British retail sales has been growing at very strong rate.

The finding comes from results of the quarterly Distributive Trades Survey,  conducted by the Confederation of British Industry (CBI), which  included 125 different firms.

This represents yet another quarter of growth across a whole range of different retail sectors with sales above average for the time of the year.

In addition wholesaling and automobile sales have increased over the past year. The majority of retailers reported that they expect their business situation to improve over the next few months.

The retail sector experienced the fastest increase in employment since 2002 and this trend is only expected to continue.

The U.K. economy seems to be recovering. Recently the CBI raised its growth forecasts for 2013 and 2014.

The Asda Chief Merchandising Officer for Food, and Chair of the CBI Distributive Trades Survey Panel, Barry Williams, said:

“The feel-good factor from the heatwave, summer sales, royal baby fever and sporting victories has helped boost the high street, with clothing retailers and grocers benefiting in particular.

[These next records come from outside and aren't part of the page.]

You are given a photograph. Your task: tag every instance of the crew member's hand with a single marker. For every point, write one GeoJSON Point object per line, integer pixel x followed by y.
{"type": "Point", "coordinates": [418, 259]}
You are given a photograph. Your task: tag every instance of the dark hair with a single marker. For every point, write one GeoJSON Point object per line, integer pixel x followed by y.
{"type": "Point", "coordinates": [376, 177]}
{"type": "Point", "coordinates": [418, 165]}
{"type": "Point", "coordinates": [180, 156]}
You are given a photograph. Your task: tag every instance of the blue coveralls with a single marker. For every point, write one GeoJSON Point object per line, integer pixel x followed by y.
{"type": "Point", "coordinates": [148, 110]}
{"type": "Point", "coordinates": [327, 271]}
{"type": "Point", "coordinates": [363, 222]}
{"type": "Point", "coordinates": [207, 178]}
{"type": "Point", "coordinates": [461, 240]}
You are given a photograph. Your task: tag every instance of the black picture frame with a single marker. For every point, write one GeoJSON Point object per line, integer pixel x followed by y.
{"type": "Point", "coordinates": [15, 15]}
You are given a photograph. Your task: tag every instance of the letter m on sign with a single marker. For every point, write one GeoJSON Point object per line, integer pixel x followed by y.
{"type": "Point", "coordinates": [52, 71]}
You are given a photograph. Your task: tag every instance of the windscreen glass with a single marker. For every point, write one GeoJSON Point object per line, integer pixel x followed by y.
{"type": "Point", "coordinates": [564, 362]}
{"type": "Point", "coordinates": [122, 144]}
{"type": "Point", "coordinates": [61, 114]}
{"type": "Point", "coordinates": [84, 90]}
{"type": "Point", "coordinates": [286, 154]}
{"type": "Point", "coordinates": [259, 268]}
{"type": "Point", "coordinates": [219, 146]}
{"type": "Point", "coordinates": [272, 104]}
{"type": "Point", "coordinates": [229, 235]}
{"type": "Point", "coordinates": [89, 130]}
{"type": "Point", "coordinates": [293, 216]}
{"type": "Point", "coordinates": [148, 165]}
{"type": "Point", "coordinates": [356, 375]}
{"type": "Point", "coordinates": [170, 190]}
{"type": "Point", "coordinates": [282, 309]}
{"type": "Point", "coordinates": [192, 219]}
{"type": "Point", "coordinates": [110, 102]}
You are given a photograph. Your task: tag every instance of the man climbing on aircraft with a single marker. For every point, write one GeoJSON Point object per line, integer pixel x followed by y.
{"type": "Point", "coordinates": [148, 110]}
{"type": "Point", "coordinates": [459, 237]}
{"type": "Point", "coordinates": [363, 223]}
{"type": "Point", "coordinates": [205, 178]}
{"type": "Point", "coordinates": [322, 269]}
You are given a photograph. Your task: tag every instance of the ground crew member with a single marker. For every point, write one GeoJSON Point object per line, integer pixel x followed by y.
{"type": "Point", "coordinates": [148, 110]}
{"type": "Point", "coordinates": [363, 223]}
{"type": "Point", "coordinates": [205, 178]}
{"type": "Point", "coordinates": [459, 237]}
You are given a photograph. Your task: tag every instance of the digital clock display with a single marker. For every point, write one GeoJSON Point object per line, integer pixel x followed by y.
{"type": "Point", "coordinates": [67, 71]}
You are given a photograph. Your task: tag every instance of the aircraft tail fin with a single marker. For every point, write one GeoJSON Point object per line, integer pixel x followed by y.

A rise in spending is welcome news, but the bottom line is that confidence will not bounce back fully until family finances improve further.”

He added:

“Retailers expect another similarly strong month of sales growth in September, but this isn’t a time to rest on our laurels as shoppers may return to cautious spending until they see a sustained improvement to the pound in their pocket or, dare I say it in August, until the festive spirit kicks in.”

Other findings:

  • Nearly half of the survey respondents revealed that their sales were higher than the year before.
  • Retailers expect to experience a similar rate of growth next month.
  • Substantial increase in sales in sub sectors such as clothing, grocers, and recreational goods.
  • Over a third of wholesalers had sales volumes that were higher than last year.
  • 93% of motor traders said their sales volumes were higher than 2012.